Samen met de vierjaarlijkse sociale verkiezingen, duikt ook steeds de stelling op dat werknemersvertegenwoordigers "overbeschermd" zijn. Zelden komen in deze discussie cijfers en onderzoek aan bod over de reden voor deze bescherming: in welke mate kunnen werknemers hun inspraakrechten uitoefenen zonder vrees voor een slechtere behandeling op hun werk, of zelfs ontslag? De Belgische en internationaal vergelijkende surveygegevens tonen alleszins geen rooskleurig plaatje.
Vlak voor de sociale verkiezingen in mei 2016 pleitte het Verbond van Belgische Ondernemingen (VBO) voor het verminderen van de bescherming van werknemersvertegenwoordigers. Deze bescherming wordt op de korrel genomen als ‘overdreven’, met verwijzingen naar ‘genoeg voorbeelden van misbruiken waarbij werknemers zich kandidaat stellen om zich tegen een ontslag te beschermen’. Na de sociale verkiezingen in september legden Egbert Lachaert en Vincent Van Quickenborne (Open VLD) opnieuw een wetsvoorstel op tafel om de ontslagbescherming van werknemersvertegenwoordigers te verminderen.
Over welke werknemers gaat het hier? In mei vond de meest recente editie van de vierjaarlijkse sociale verkiezingen plaats in 6.953 ondernemingen en organisaties (formeel ‘technische bedrijfseenheden’). Werknemers konden daarbij stemmen voor kandidaten in het Comité voor Preventie en Bescherming op het Werk (CPBW, vanaf 50 werknemers) en/of de Ondernemingsraad (OR, vanaf 100 werknemers). Het aantal te begeven mandaten is afhankelijk van de grootte van de bedrijfseenheid, gaande van 4 als er minder dan 101 werknemers zijn tot 22 in bedrijven met meer dan 8.000 werknemers. In totaal konden ongeveer 1,7 miljoen werknemers stemmen, over welk van hun collega’s de 65.275 mandaten in het CPBW of OR mocht opnemen.
De kandidaten voor het CPBW en de OR zijn arbeidsrechtelijk beschermd tegen ontslag. De werkgever kan ze enkel na een procedure bij het arbeidsgerecht of het bevoegd paritair comité ontslaan om een dringende reden (bv. diefstal), of d.m.v. een ontslag om economische of technische redenen (bv. ontslag personeelsgroep van de vertegenwoordiger). De voornaamste motivatie hiervoor is het beschermen van de (inspraak)rechten van vertegenwoordigers – en van hen die ze vertegenwoordigen – in de context van een inherent asymmetrische relatie: de arbeidsverhouding.
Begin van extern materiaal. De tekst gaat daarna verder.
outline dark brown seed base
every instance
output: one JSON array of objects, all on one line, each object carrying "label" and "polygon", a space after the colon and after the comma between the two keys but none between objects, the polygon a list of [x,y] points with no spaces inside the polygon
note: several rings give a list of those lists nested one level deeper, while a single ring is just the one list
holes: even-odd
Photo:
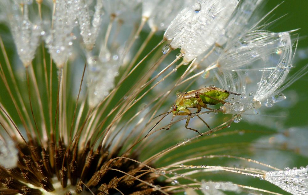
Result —
[{"label": "dark brown seed base", "polygon": [[[55,176],[63,188],[63,194],[67,195],[71,194],[65,189],[69,180],[77,193],[89,189],[99,195],[119,194],[119,191],[136,195],[162,193],[132,176],[155,185],[167,184],[158,182],[156,174],[139,164],[123,158],[111,160],[120,156],[109,154],[108,146],[101,146],[94,150],[89,142],[80,150],[71,146],[66,153],[67,147],[61,141],[57,144],[49,141],[48,150],[33,141],[28,143],[17,146],[19,151],[17,167],[8,169],[0,167],[0,195],[42,194],[25,184],[52,192],[55,189],[52,179]],[[138,159],[136,154],[122,156]]]}]

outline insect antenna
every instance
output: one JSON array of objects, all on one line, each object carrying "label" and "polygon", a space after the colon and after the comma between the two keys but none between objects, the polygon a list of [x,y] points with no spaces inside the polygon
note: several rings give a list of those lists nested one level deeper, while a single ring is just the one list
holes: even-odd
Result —
[{"label": "insect antenna", "polygon": [[155,126],[156,126],[156,125],[157,125],[157,124],[158,124],[158,123],[159,123],[159,122],[160,122],[161,121],[161,120],[163,120],[163,119],[167,115],[168,115],[168,114],[170,114],[170,113],[171,113],[171,112],[172,112],[172,111],[169,111],[169,112],[165,112],[165,113],[163,113],[162,114],[160,114],[159,115],[158,115],[158,116],[157,116],[155,117],[155,118],[156,118],[156,117],[158,117],[159,116],[161,116],[161,115],[162,115],[163,114],[166,114],[166,115],[165,115],[164,116],[164,117],[163,117],[163,118],[161,118],[160,119],[160,120],[159,121],[158,121],[156,123],[156,124],[155,124],[155,125],[154,125],[154,126],[153,126],[153,127],[152,127],[152,128],[149,131],[149,132],[148,132],[148,133],[147,133],[147,135],[145,135],[145,136],[144,136],[144,137],[145,138],[145,137],[147,137],[147,136],[148,136],[148,135],[149,135],[149,134],[150,133],[150,131],[152,131],[152,130],[153,129],[154,129],[154,127],[155,127]]},{"label": "insect antenna", "polygon": [[[161,116],[162,115],[163,115],[164,114],[169,114],[171,113],[171,111],[169,111],[169,112],[164,112],[164,113],[162,113],[162,114],[160,114],[159,115],[157,115],[157,116],[156,116],[155,117],[154,117],[154,118],[153,118],[153,119],[152,119],[152,120],[153,120],[153,119],[154,119],[154,118],[156,118],[158,117],[159,116]],[[168,115],[168,114],[167,114],[167,115]]]}]

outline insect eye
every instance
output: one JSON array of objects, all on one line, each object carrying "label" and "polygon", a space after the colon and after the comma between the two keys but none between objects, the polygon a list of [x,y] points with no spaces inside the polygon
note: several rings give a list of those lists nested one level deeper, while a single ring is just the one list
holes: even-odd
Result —
[{"label": "insect eye", "polygon": [[175,95],[177,98],[180,98],[180,96],[182,95],[182,92],[180,91],[178,91],[175,93]]},{"label": "insect eye", "polygon": [[170,110],[171,111],[173,111],[173,106],[170,106],[170,108],[169,109],[170,109]]},{"label": "insect eye", "polygon": [[176,111],[176,106],[175,104],[173,105],[173,111]]}]

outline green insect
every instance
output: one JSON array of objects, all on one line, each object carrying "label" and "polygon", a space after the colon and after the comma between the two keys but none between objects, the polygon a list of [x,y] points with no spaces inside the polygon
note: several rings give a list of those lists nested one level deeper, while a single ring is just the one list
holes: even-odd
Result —
[{"label": "green insect", "polygon": [[[226,103],[224,100],[227,99],[230,93],[236,95],[240,95],[240,94],[233,92],[228,91],[225,89],[215,87],[205,87],[199,89],[192,90],[187,92],[182,93],[180,91],[176,92],[176,95],[177,97],[176,103],[170,107],[171,111],[167,113],[164,113],[164,114],[167,113],[164,117],[162,118],[150,130],[147,134],[146,137],[149,133],[155,126],[157,125],[168,114],[172,113],[173,116],[170,121],[170,123],[167,128],[162,128],[160,129],[166,129],[168,130],[170,128],[171,124],[172,123],[173,118],[176,116],[190,115],[192,114],[200,112],[201,110],[201,108],[204,108],[206,109],[212,110],[213,109],[208,108],[207,104],[210,105],[216,105],[221,103],[224,104]],[[197,111],[196,112],[192,113],[189,110],[190,108],[197,108]],[[159,116],[160,116],[160,115]],[[201,118],[197,115],[201,121],[209,128],[210,129],[208,125]],[[201,134],[198,130],[190,128],[188,127],[189,123],[190,118],[188,118],[186,120],[186,124],[185,125],[185,128],[188,129],[189,129],[196,131],[200,135],[202,135]]]}]

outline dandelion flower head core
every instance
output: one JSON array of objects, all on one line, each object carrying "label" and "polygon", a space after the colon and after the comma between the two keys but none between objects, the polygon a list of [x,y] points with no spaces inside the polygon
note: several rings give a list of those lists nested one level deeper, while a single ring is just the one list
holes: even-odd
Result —
[{"label": "dandelion flower head core", "polygon": [[308,69],[264,1],[2,0],[0,194],[308,193],[303,131],[229,128]]}]

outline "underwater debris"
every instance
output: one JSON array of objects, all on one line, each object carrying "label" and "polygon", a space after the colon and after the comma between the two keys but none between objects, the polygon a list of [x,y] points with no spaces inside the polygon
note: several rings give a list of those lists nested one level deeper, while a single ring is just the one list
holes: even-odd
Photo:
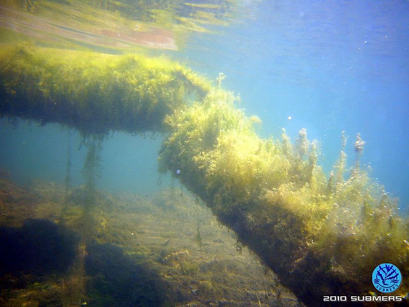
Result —
[{"label": "underwater debris", "polygon": [[[307,303],[321,303],[334,288],[367,292],[367,276],[385,259],[409,277],[402,244],[409,223],[365,170],[346,178],[344,134],[327,178],[317,164],[318,144],[305,129],[294,143],[285,130],[281,140],[260,138],[254,128],[259,119],[237,109],[233,93],[211,89],[176,64],[134,55],[11,51],[0,53],[2,115],[60,122],[85,134],[170,132],[160,170],[179,179]],[[188,104],[191,94],[197,102]],[[358,135],[357,162],[364,144]],[[196,234],[199,242],[198,226]],[[396,295],[407,289],[403,284]]]},{"label": "underwater debris", "polygon": [[0,114],[58,122],[83,134],[164,130],[163,119],[209,83],[163,58],[4,46]]}]

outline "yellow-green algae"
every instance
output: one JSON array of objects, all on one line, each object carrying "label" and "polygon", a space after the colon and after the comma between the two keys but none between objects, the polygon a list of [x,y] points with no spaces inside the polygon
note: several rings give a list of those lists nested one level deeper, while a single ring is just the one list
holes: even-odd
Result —
[{"label": "yellow-green algae", "polygon": [[[4,49],[0,69],[2,115],[87,133],[169,131],[160,170],[180,170],[189,189],[304,301],[368,293],[383,262],[407,280],[408,223],[360,168],[360,137],[350,173],[343,137],[327,178],[305,129],[294,142],[285,131],[281,140],[260,138],[260,120],[238,109],[233,94],[166,60],[24,47]],[[396,295],[407,288],[404,282]]]},{"label": "yellow-green algae", "polygon": [[163,131],[165,115],[209,87],[163,58],[3,46],[0,113],[85,133]]},{"label": "yellow-green algae", "polygon": [[[305,129],[293,144],[285,131],[281,141],[261,139],[252,124],[258,119],[234,100],[214,90],[167,117],[172,133],[161,170],[179,169],[181,181],[308,303],[368,294],[372,271],[383,262],[395,264],[407,280],[407,222],[358,160],[344,179],[343,150],[327,179],[316,164],[317,142],[310,144]],[[404,283],[395,295],[407,289]]]}]

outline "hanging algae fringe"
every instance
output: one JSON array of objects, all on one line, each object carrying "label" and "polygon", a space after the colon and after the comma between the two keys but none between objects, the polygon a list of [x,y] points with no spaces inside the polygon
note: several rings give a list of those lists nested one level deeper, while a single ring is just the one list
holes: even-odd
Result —
[{"label": "hanging algae fringe", "polygon": [[[370,295],[383,262],[409,277],[408,223],[360,169],[346,176],[346,139],[329,179],[305,129],[294,142],[260,138],[232,93],[165,60],[15,48],[1,54],[3,115],[84,133],[168,131],[160,170],[170,170],[305,302]],[[63,54],[60,54],[63,53]],[[199,101],[184,103],[192,94]],[[357,145],[357,144],[358,144]],[[359,156],[363,142],[357,139]],[[347,179],[345,179],[346,178]],[[394,294],[403,295],[404,282]]]},{"label": "hanging algae fringe", "polygon": [[[172,132],[160,170],[180,170],[180,181],[307,304],[321,305],[324,295],[370,295],[372,271],[384,262],[408,280],[407,221],[358,164],[344,180],[343,135],[328,179],[305,129],[294,144],[284,130],[281,141],[260,139],[258,118],[234,100],[214,90],[168,116]],[[362,146],[358,136],[358,155]],[[404,295],[408,286],[394,294]]]},{"label": "hanging algae fringe", "polygon": [[163,118],[209,85],[166,59],[34,48],[0,51],[0,113],[83,133],[163,130]]}]

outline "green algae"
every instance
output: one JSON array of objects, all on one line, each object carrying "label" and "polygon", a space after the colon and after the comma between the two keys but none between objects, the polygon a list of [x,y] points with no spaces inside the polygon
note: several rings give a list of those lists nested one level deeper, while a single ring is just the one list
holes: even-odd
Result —
[{"label": "green algae", "polygon": [[[330,178],[317,165],[318,144],[305,129],[293,143],[260,138],[235,106],[232,93],[214,90],[200,103],[167,117],[172,131],[160,169],[199,195],[240,240],[304,301],[321,301],[334,287],[364,293],[370,274],[390,262],[408,274],[407,221],[397,202],[355,165],[345,177],[346,140]],[[398,294],[404,294],[402,286]]]},{"label": "green algae", "polygon": [[360,136],[348,172],[343,134],[328,178],[305,129],[294,142],[284,130],[281,140],[260,138],[260,119],[238,109],[220,82],[212,89],[167,60],[23,47],[0,54],[0,68],[2,115],[85,134],[168,131],[160,170],[204,201],[304,301],[321,302],[334,288],[367,293],[380,263],[409,276],[409,224],[360,167]]},{"label": "green algae", "polygon": [[59,122],[86,134],[164,130],[163,119],[209,85],[165,58],[5,47],[2,115]]}]

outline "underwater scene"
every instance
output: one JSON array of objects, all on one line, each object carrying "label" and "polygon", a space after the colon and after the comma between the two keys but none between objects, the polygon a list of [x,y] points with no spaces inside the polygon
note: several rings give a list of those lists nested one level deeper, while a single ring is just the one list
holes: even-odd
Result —
[{"label": "underwater scene", "polygon": [[0,2],[0,306],[409,305],[409,2]]}]

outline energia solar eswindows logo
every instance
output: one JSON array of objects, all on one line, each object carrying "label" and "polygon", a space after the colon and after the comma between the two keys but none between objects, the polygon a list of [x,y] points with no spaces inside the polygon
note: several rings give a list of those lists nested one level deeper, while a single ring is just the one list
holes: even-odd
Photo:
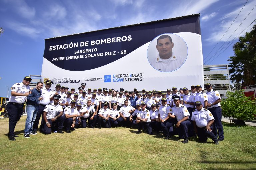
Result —
[{"label": "energia solar eswindows logo", "polygon": [[104,76],[104,82],[111,82],[111,75],[105,75]]}]

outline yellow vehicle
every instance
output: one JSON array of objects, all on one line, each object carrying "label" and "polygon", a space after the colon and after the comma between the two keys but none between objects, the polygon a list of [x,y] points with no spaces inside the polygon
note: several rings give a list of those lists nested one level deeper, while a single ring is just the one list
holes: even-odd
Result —
[{"label": "yellow vehicle", "polygon": [[1,116],[8,117],[7,110],[5,109],[6,104],[9,102],[9,98],[7,97],[0,97],[0,113]]}]

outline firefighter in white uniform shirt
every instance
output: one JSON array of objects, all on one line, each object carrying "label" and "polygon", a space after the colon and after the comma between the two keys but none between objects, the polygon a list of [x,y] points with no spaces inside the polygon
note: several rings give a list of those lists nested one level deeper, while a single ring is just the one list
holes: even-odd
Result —
[{"label": "firefighter in white uniform shirt", "polygon": [[137,120],[136,119],[136,118],[137,118],[139,111],[140,111],[140,106],[141,105],[140,104],[137,104],[136,105],[137,109],[133,112],[133,113],[131,115],[129,118],[129,121],[131,122],[132,122],[133,125],[136,125],[137,124],[136,123]]},{"label": "firefighter in white uniform shirt", "polygon": [[141,104],[141,109],[140,109],[136,118],[138,123],[138,132],[137,134],[141,132],[141,128],[143,127],[147,128],[148,133],[152,134],[152,127],[150,124],[150,116],[149,111],[146,108],[146,103],[142,102]]},{"label": "firefighter in white uniform shirt", "polygon": [[166,35],[160,36],[157,40],[156,50],[159,53],[150,64],[155,69],[163,72],[169,72],[180,67],[186,60],[172,51],[174,43],[172,38]]},{"label": "firefighter in white uniform shirt", "polygon": [[14,135],[14,128],[23,112],[27,97],[32,93],[29,87],[31,80],[30,77],[25,77],[22,82],[14,84],[12,87],[11,96],[6,106],[9,119],[8,138],[10,140],[16,140],[15,137],[18,137]]},{"label": "firefighter in white uniform shirt", "polygon": [[132,106],[128,106],[128,101],[126,100],[124,102],[124,105],[121,107],[119,111],[120,117],[117,119],[118,124],[121,126],[131,127],[131,122],[129,121],[129,118],[135,109]]},{"label": "firefighter in white uniform shirt", "polygon": [[[87,101],[86,104],[82,106],[80,111],[79,115],[82,116],[79,118],[79,119],[81,120],[81,124],[82,125],[82,127],[84,128],[86,128],[87,126],[86,121],[87,120],[89,127],[92,128],[94,128],[97,119],[96,112],[94,107],[91,105],[91,104],[92,101],[90,99],[89,99]],[[76,125],[78,123],[78,121],[77,121]]]},{"label": "firefighter in white uniform shirt", "polygon": [[175,106],[172,107],[172,113],[168,115],[168,116],[173,118],[176,118],[178,122],[175,125],[176,129],[179,134],[180,139],[184,139],[183,143],[188,142],[188,131],[191,131],[192,129],[191,122],[188,120],[190,115],[187,107],[180,104],[179,96],[174,95],[172,99],[175,104]]},{"label": "firefighter in white uniform shirt", "polygon": [[195,104],[196,109],[193,112],[191,119],[199,141],[206,142],[208,137],[213,141],[214,144],[218,144],[217,138],[213,132],[214,121],[213,116],[209,110],[203,107],[200,101],[196,101]]},{"label": "firefighter in white uniform shirt", "polygon": [[79,115],[77,109],[75,107],[75,105],[76,101],[72,100],[70,102],[70,106],[65,107],[64,109],[64,114],[66,118],[64,124],[66,128],[66,132],[68,133],[71,133],[71,128],[75,128],[76,117]]},{"label": "firefighter in white uniform shirt", "polygon": [[[165,139],[170,139],[170,132],[173,131],[173,119],[168,116],[172,113],[172,108],[167,105],[167,100],[163,98],[161,100],[161,105],[158,110],[158,120],[160,123],[161,128],[163,131]],[[168,128],[169,129],[168,129]]]},{"label": "firefighter in white uniform shirt", "polygon": [[[39,102],[38,110],[33,125],[33,133],[36,132],[37,131],[39,121],[41,116],[43,115],[44,108],[50,103],[50,101],[52,101],[53,99],[53,95],[55,93],[52,91],[50,89],[53,83],[52,80],[46,80],[45,81],[45,86],[41,89],[42,91],[41,97],[43,98],[43,100],[40,100]],[[41,123],[41,125],[42,125],[43,124]]]},{"label": "firefighter in white uniform shirt", "polygon": [[85,90],[83,90],[82,95],[78,98],[77,103],[80,103],[82,106],[84,105],[87,103],[88,100],[88,99],[86,97],[86,91]]},{"label": "firefighter in white uniform shirt", "polygon": [[156,103],[155,100],[152,98],[152,94],[151,93],[149,93],[148,94],[148,98],[146,100],[146,102],[147,103],[147,109],[150,110],[151,109],[151,106],[153,104],[155,104]]},{"label": "firefighter in white uniform shirt", "polygon": [[[42,125],[43,127],[42,132],[44,134],[50,134],[52,128],[57,127],[57,132],[63,133],[61,131],[65,117],[63,116],[63,110],[61,106],[58,104],[60,95],[54,95],[53,103],[50,103],[45,106],[43,113]],[[55,126],[53,125],[56,124]]]},{"label": "firefighter in white uniform shirt", "polygon": [[105,128],[111,128],[110,122],[109,121],[109,115],[110,110],[108,108],[108,101],[106,101],[103,103],[104,106],[101,108],[99,112],[99,117],[98,118],[98,123],[99,124],[99,128],[101,128],[101,125],[103,124]]},{"label": "firefighter in white uniform shirt", "polygon": [[197,93],[195,97],[195,100],[193,102],[200,101],[202,103],[203,107],[206,109],[207,108],[207,104],[208,103],[208,97],[207,95],[202,91],[202,86],[201,85],[197,85],[195,87]]},{"label": "firefighter in white uniform shirt", "polygon": [[119,111],[117,109],[117,103],[114,103],[113,105],[113,108],[110,110],[109,114],[109,122],[111,127],[116,127],[118,125],[117,119],[120,117]]}]

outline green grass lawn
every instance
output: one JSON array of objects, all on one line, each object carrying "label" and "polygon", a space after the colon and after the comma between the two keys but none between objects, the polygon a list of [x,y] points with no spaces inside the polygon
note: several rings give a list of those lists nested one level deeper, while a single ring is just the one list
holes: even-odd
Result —
[{"label": "green grass lawn", "polygon": [[225,140],[188,143],[177,136],[136,134],[136,129],[79,128],[71,133],[23,137],[26,117],[8,140],[0,120],[1,169],[256,169],[256,127],[223,124]]}]

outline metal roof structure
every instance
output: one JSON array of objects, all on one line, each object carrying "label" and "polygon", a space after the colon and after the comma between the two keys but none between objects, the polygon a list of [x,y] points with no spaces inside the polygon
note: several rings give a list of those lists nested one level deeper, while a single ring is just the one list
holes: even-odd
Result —
[{"label": "metal roof structure", "polygon": [[161,21],[170,21],[170,20],[177,20],[177,19],[181,19],[182,18],[185,18],[187,17],[191,17],[191,16],[200,16],[200,14],[192,14],[192,15],[186,15],[185,16],[182,16],[181,17],[175,17],[175,18],[167,18],[166,19],[164,19],[163,20],[156,20],[156,21],[150,21],[148,22],[146,22],[145,23],[139,23],[138,24],[130,24],[130,25],[124,25],[124,26],[119,26],[118,27],[111,27],[110,28],[106,28],[104,29],[101,29],[100,30],[94,30],[92,31],[88,31],[87,32],[83,32],[82,33],[76,33],[76,34],[69,34],[68,35],[66,35],[64,36],[57,36],[57,37],[52,37],[51,38],[47,38],[46,39],[45,39],[45,40],[47,40],[48,39],[53,39],[54,38],[57,38],[57,37],[65,37],[69,36],[71,36],[72,35],[75,35],[77,34],[84,34],[85,33],[92,33],[93,32],[95,32],[96,31],[102,31],[102,30],[110,30],[111,29],[113,29],[115,28],[120,28],[121,27],[129,27],[130,26],[134,26],[135,25],[142,25],[143,24],[149,24],[149,23],[156,23],[157,22],[159,22]]}]

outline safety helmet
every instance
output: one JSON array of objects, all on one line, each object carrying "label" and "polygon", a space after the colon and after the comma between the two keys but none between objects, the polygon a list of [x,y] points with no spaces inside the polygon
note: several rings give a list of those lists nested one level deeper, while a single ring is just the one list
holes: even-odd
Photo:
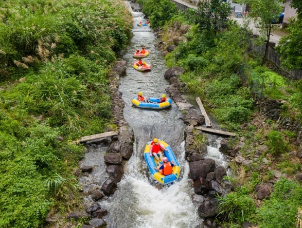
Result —
[{"label": "safety helmet", "polygon": [[153,139],[153,142],[155,142],[155,143],[158,142],[158,140],[157,139],[156,139],[156,138],[154,138]]},{"label": "safety helmet", "polygon": [[164,162],[168,162],[168,158],[166,158],[166,157],[163,158],[163,161]]}]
Een kandidaat of verkozene in bv. de gemeenteraad of het parlement hoeft niet te vrezen dat de andere partij aan de onderhandelingstafel zijn of haar job kan bedreigen. In de context van economische democratie op ondernemingsniveau is dit steeds een mogelijkheid.
Het ijkpunt voor de claim dat de bescherming van vertegenwoordigers ‘overdreven’ is, wordt dan ook de vraag in welke mate werknemers zich effectief vrij voelen om hun wettelijke rechten op inspraak te benutten. M.a.w. zich kandidaat stellen, al dan niet verkozen worden, onveilige situaties aankaarten in het CPBW, de achterban informeren, etc., zonder te moeten vrezen voor een negatieve weerslag op hun job.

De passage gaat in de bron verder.